Menteri ESDM Ignasius Jonan mengatakan, dalam RUPTL 2019-2028, diproyeksikan rata-rata pertumbuhan konsumsi listrik 6-7 persen. Dengan total rencana pembangunan pembangkit baru sebesar 56,4 ribu MW.
"Total rencana pembangkit 56,4 GW ini tambahannya," kata Menteri Jonan, di Kantor Kementerian ESDM, Jakarta, Rabu (20/2).
Menteri Jonan melanjutkan, dalam acuan program kelistrikan nasional selama 10 tahun ke depan, porsi batubara dalam bauran energi sebesar 54,6 persen, Energi Baru Terbarukan 23 persen, gas 22 persen dan Bahan Bakar Minyak (BBM) sebesar 0,4 persen.
"BBM jadi 0,4 persen.

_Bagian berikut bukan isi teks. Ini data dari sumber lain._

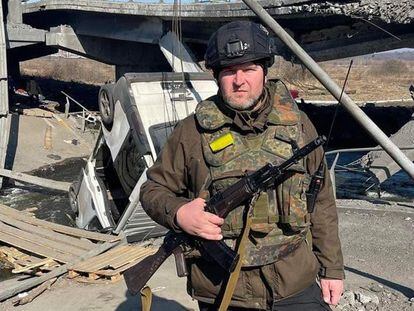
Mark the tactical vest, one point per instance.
(280, 218)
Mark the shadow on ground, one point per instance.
(406, 291)
(158, 304)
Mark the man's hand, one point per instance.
(192, 218)
(332, 290)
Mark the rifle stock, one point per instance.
(137, 276)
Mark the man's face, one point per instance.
(241, 85)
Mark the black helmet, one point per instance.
(237, 43)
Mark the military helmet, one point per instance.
(237, 43)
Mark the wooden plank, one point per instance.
(27, 284)
(31, 238)
(34, 265)
(108, 272)
(131, 257)
(54, 236)
(36, 248)
(5, 210)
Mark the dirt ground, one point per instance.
(377, 243)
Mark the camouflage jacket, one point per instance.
(178, 176)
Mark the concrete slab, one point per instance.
(35, 141)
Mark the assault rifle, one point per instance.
(221, 204)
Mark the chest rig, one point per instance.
(280, 218)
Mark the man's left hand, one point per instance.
(332, 290)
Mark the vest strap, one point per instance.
(234, 276)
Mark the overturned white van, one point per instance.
(138, 113)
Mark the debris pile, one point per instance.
(372, 298)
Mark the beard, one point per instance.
(249, 103)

Sekarang kan kira-kira masih 4 sampai5 persen," jelasnya.
Untuk total rencana pembangunan transmisi sepanjang 57.000 kilo meter (km), Gardu Induk 124.000 Mega Volt Amper (MV), dan total rencana pembangunan gardu distribusi 470.000 MVa. "Agak turun, karena sesuaikan dengan kebutuhan. Tapi yang penting rasio elektfikasi terpenuhi," tandasnya.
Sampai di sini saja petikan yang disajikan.